Given that this law under constitutional review radically changes the way in which the judiciary in our constitutional courts will be appointed (and transferred) and, therefore, has an impact spanning decades, the ongoing hearing is extremely critical.
However, what has delayed the exchange of arguments on this landmark juncture is a conflict of interest roadblock. Senior advocate Fali Nariman, who is appearing on behalf of the Supreme Court Advocates on Record Association, which is challenging the NJAC law, had last week circulated a note raising an objection to Justice Anil Dave being on the bench hearing the matter while already being an ex-officio member of the NJAC.
Nariman stated that "it would be appropriate if it is declared at the outset" that Justice Dave will take "no part whatsoever in the proceedings of NJAC". Although Nariman later stated that he didn't ask Justice Dave to recuse himself from hearing the legal challenge, his note was unequivocally clear that, firstly, there was a conflict of interest between his duties as an NJAC member and as a judge hearing a challenge to NJAC and, therefore, secondly, that Justice Dave should decide between the two duties.
Immediately after the circulation of the note, Justice Dave recused himself from hearing the case. Thereafter, the Chief Justice of India assigned another senior judge, Justice JS Khehar, to head the five-judge Bench. This resulted in an objection from some petitioners to Justice JS Khehar being on the bench given that he was a member of the collegium and is a future CJI.

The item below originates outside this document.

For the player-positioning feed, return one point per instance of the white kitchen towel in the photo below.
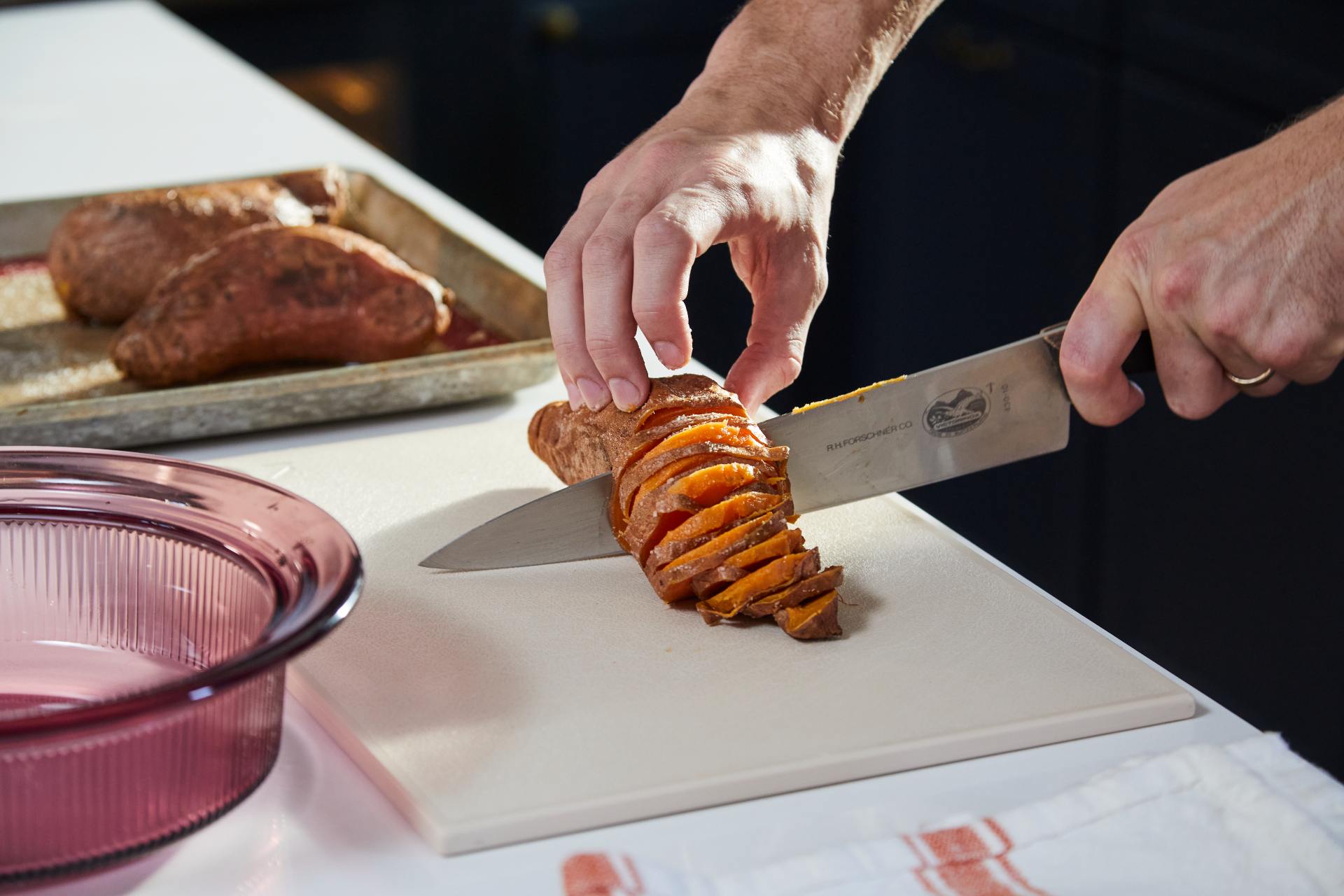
(1247, 818)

This has, therefore, led to a situation where the five-Judge Bench will first decide who among them can hear this challenge (i.e., the conflict of interest issue) before examining the constitutionality of the NJAC law. In a sense, this has added one more level to cross before actual arguments on why the NJAC system should stay or go commence.
In addition to using up the valuable time of all five judges who would be hearing this conflict of interest issue, objections to certain judges hearing the NJAC case are indicative of a pattern that puts us on a slippery slope.

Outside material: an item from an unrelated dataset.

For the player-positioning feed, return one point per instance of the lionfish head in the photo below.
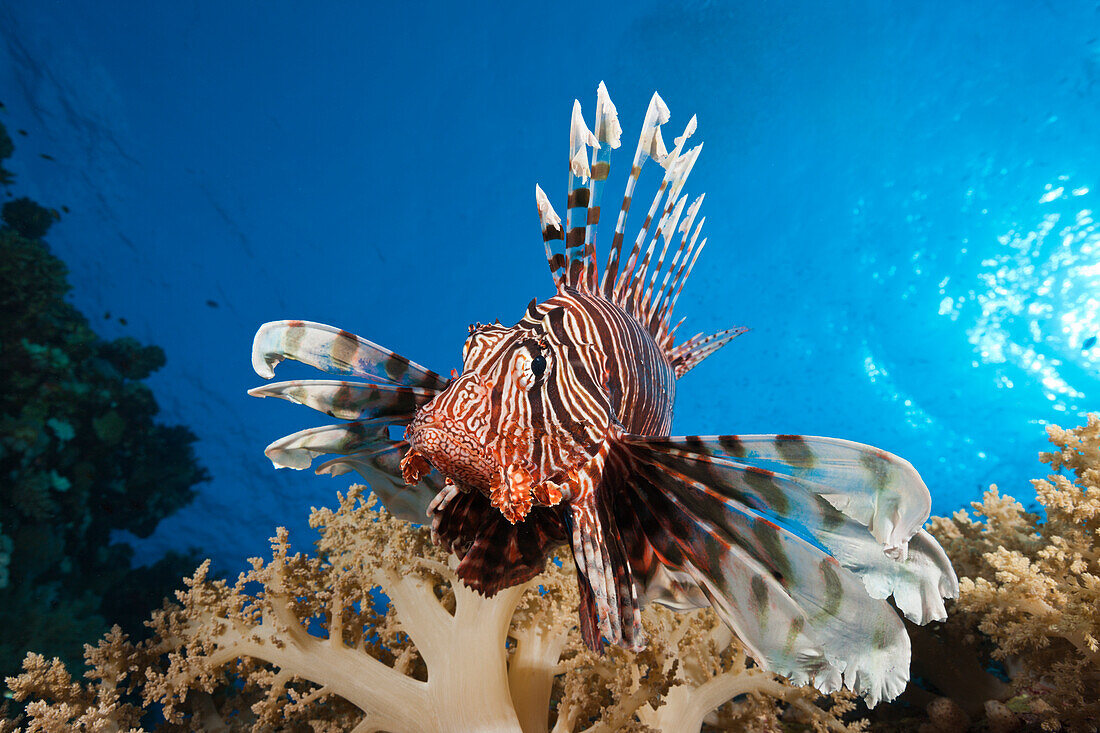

Indeed, to be sure, there are several situations where judges can be considered to have a conflict of interest in a case before them. For example, if a judge's close relative is a lawyer representing one of the parties in a case before him, that would be a clear case of conflict of interest.
In this situation, it isn't as if Justice Dave or Justice Khehar are stockholders in a company whose fate is being determined by them in a case before them. What really is alleged to be in conflict is a judge's statutory duty as is mandated in the NJAC law.

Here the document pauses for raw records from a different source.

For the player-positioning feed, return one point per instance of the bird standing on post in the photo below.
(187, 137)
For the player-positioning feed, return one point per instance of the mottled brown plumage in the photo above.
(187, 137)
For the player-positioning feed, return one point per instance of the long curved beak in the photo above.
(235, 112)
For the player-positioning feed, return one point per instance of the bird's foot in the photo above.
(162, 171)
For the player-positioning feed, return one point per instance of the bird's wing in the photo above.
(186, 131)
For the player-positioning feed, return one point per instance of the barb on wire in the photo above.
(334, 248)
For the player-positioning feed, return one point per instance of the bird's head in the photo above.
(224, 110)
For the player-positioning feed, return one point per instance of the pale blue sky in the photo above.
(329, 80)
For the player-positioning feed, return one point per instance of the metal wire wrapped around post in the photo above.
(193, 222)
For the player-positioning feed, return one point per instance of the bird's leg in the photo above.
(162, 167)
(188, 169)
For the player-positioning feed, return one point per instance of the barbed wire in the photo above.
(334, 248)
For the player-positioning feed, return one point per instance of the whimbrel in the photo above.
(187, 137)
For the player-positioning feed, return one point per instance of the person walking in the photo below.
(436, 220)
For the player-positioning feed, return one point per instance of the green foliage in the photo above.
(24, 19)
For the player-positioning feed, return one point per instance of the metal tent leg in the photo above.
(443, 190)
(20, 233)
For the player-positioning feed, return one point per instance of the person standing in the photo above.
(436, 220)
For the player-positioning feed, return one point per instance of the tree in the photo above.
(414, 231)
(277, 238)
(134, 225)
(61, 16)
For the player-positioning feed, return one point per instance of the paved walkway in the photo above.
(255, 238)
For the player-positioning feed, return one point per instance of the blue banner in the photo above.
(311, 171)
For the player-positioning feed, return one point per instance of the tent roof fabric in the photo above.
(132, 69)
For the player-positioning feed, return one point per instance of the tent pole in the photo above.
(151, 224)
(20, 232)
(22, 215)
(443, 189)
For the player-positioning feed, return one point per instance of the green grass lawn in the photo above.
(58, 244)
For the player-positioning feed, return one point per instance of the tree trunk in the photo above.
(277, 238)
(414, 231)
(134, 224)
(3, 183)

Under Article 124A to the Constitution (which was inserted through the recent constitutional amendment), the members of the NJAC who come from the judiciary are the Chief Justice of India and two other senior judges of the Supreme Court next to the CJI. These three judges are ex-officio members of the NJAC, ie, by virtue of the office they hold. The law, therefore, mandates that these three judges be members of the NJAC. It isn't as if a judge voluntarily opts to be a part of the NJAC thereby giving rise to a theoretical 'interest' that can be in conflict.
Therefore, what Nariman and others objecting to the presence of the two judges have done is to doubt the ability of those judges to hear the constitutional challenge to the NJAC impartially and objectively just because they are mandated under law to be members of the NJAC. Those opposing the presence of certain judges on the bench have, however unwittingly, brought down a constitutional duty of a judge to the level of a self-interest which can be in conflict and which would, therefore, necessitate a judge to step down.
In the recent past, in the Teesta Setalvad anticipatory bail case, counsels supporting Teesta argued that a judge initially hearing the case should recuse himself because PM Modi was invited to his son's wedding. To portray social conviviality between members of the judiciary and executive into a conflict is a bit rich.
Worse, though, is to say that judges of the highest court of our land cannot discharge two statutory and constitutional functions without bias. In the past, it was the SC itself which shifted the power of appointment and transfer of judges from the executive to itself (through the formation of the three--member collegium that operated until the NJAC law was passed).
Hopefully, the SC will not waste a lot of valuable time on the conflict-that-wasn't and quickly get to whether the Centre and Parliament's bold attempt to infuse balance and transparency in how upholders of rule of law are selected passes the constitutional tests.